Inspiration
It all started when we began noticing news headlines that most people scroll past without a second thought. A drone is killing thousands of innocent children in war in Iran. A drone shut down Gatwick Airport for three full days. A drone spotted near Heathrow's runway, forcing flight diversions and passenger chaos. Smugglers are using consumer drones to carry contraband across borders under the cover of night. Also in this era, drones are also used for attacking with explosives. Things we have seen in recent wars.!!!
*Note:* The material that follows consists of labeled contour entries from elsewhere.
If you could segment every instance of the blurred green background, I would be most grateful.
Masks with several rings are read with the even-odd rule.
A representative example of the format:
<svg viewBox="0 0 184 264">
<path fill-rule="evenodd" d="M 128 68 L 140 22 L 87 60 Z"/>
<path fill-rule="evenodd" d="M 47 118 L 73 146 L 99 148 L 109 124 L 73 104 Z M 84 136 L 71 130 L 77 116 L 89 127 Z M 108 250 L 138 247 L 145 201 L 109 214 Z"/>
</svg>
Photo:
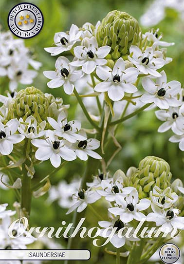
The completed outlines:
<svg viewBox="0 0 184 264">
<path fill-rule="evenodd" d="M 48 79 L 44 77 L 42 72 L 54 69 L 56 57 L 52 57 L 46 52 L 44 47 L 51 46 L 55 32 L 67 31 L 72 23 L 81 27 L 86 22 L 95 24 L 98 20 L 101 20 L 109 11 L 117 9 L 126 11 L 139 20 L 151 2 L 147 0 L 80 0 L 80 1 L 67 0 L 29 0 L 35 4 L 42 11 L 44 19 L 43 29 L 36 37 L 25 40 L 25 45 L 33 50 L 36 55 L 35 59 L 42 63 L 38 76 L 34 80 L 33 86 L 40 89 L 44 92 L 52 93 L 55 96 L 62 97 L 65 104 L 70 104 L 69 119 L 74 118 L 76 104 L 75 98 L 66 94 L 62 89 L 53 89 L 51 91 L 47 87 Z M 8 30 L 7 18 L 11 8 L 21 2 L 13 0 L 1 0 L 0 24 L 3 30 Z M 160 28 L 164 35 L 164 40 L 175 42 L 175 45 L 168 47 L 167 56 L 173 58 L 173 61 L 165 66 L 168 81 L 177 80 L 184 85 L 184 28 L 183 21 L 179 14 L 173 9 L 166 10 L 166 17 L 159 24 L 154 27 Z M 143 28 L 144 32 L 148 29 Z M 5 92 L 8 89 L 5 85 L 3 87 Z M 25 88 L 20 85 L 18 89 Z M 2 88 L 1 88 L 2 90 Z M 82 121 L 83 127 L 90 128 L 85 117 Z M 121 126 L 117 134 L 118 140 L 123 148 L 111 163 L 110 170 L 113 173 L 118 169 L 125 172 L 130 166 L 137 167 L 139 161 L 147 155 L 155 155 L 164 158 L 170 165 L 173 179 L 183 179 L 184 156 L 180 151 L 178 144 L 169 142 L 168 138 L 172 135 L 171 131 L 164 133 L 157 132 L 161 122 L 155 117 L 154 111 L 144 112 L 138 116 L 131 119 L 131 121 L 125 123 Z M 111 143 L 109 151 L 110 157 L 115 148 Z M 44 175 L 46 171 L 49 162 L 43 163 L 39 168 L 40 175 Z M 57 185 L 62 179 L 70 182 L 74 177 L 84 172 L 86 162 L 79 159 L 70 162 L 65 166 L 61 172 L 57 173 L 52 179 L 53 184 Z M 66 216 L 66 209 L 62 209 L 54 202 L 47 205 L 45 200 L 47 194 L 38 199 L 34 199 L 31 218 L 31 226 L 53 226 L 55 228 L 61 226 L 62 220 L 67 223 L 71 223 L 72 215 Z M 0 202 L 8 203 L 12 205 L 15 200 L 14 193 L 11 190 L 0 190 Z M 98 204 L 97 207 L 98 207 Z M 103 211 L 102 205 L 96 209 Z M 106 214 L 105 209 L 104 213 Z M 87 210 L 87 225 L 89 226 L 97 225 L 98 219 L 95 217 L 88 218 L 90 212 Z M 90 215 L 91 215 L 90 214 Z M 66 246 L 67 241 L 61 239 L 57 242 L 61 242 L 63 246 Z M 114 257 L 104 253 L 103 248 L 97 248 L 92 245 L 91 240 L 83 239 L 82 242 L 83 247 L 90 249 L 92 252 L 91 260 L 88 263 L 111 264 Z"/>
</svg>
As we are getting more and more advanced, protecting our privacy is becoming a threat, anyone can keep an eye on us and passing confidential information without even knowing. Existing detection systems were failing — not because drones are invisible, but because they look almost identical to birds from a camera due to the same size, same altitude, and similar speed. Surveillance systems would flag a flock of pigeons as a threat, operators would get flooded with false alerts, and eventually they would stop trusting the system entirely. The drone industry grew to $24.72 billion in 2020 alone, putting sophisticated flying cameras into the hands of everyday people at a scale nobody had prepared for. So, we wanted to build something that did not just detect objects in the sky but also told the right person immediately.
What it does
Hawk Eye is a real-time drone detection and alert system. I will must say we people get tired but our ai never get it is 24/7 protecting and giving information. You point a camera at the sky, and Hawk Eye watches it for you. The moment it sees something airborne, it classifies it as either a drone or bird or anything suspicious looking like missiles or thus, if it is a drone, it immediately sends an SMS alert to the designated operator. The operator does not need to be watching a screen. Hawk Eye watches it for them and calls them when it sees drones, actually. *The inference pipeline can handle three types of input: a static image, a pre-recorded video, or a live camera stream. * Each frame runs through the model, which returns a bounding box and a confidence score. If the confidence crosses our threshold and the class is drone, the system triggers the SMS alert through Twilio. We designed the alert pipeline to run asynchronously, so it does not slow down the inference loop — detection and alerting happen in parallel, not in sequence. This makes Hawk Eye useful across a range of real environments. At airports, it filters genuine drone threats from the constant background noise of bird activity, so shutdowns happen only when they need to. At border checkpoints, it can autonomously monitor crossing points through the night when drone-based smuggling is most active. In residential and corporate settings, it can catch surveillance drones before they capture a single frame of private footage. And on autonomous delivery drones themselves, onboard detection means a drone can identify a bird in its flight path and reroute automatically.
How we built it
We built Hawk Eye around YOLOv4 — You Only Look Once, version 4 — as our core detection model. We used Google Colab for training the model; the dataset was prepared by ourselves. We used Roboflow for creating and managing the dataset. For sending data we used Twilio..
Challenges we ran into
The hardest part was collecting the dataset and labeling it properly. Also, we need to wake so late at night to train our model, and we have to make configuration edits to customize the training and get best mean average precision.. We labeled almost 3000 images, which was a lot of work to do. It was our first time building an ml project, we had no idea where to start from, what to do, how to make it work properly. We trained the model three times to improve accuracy, it has really tiring.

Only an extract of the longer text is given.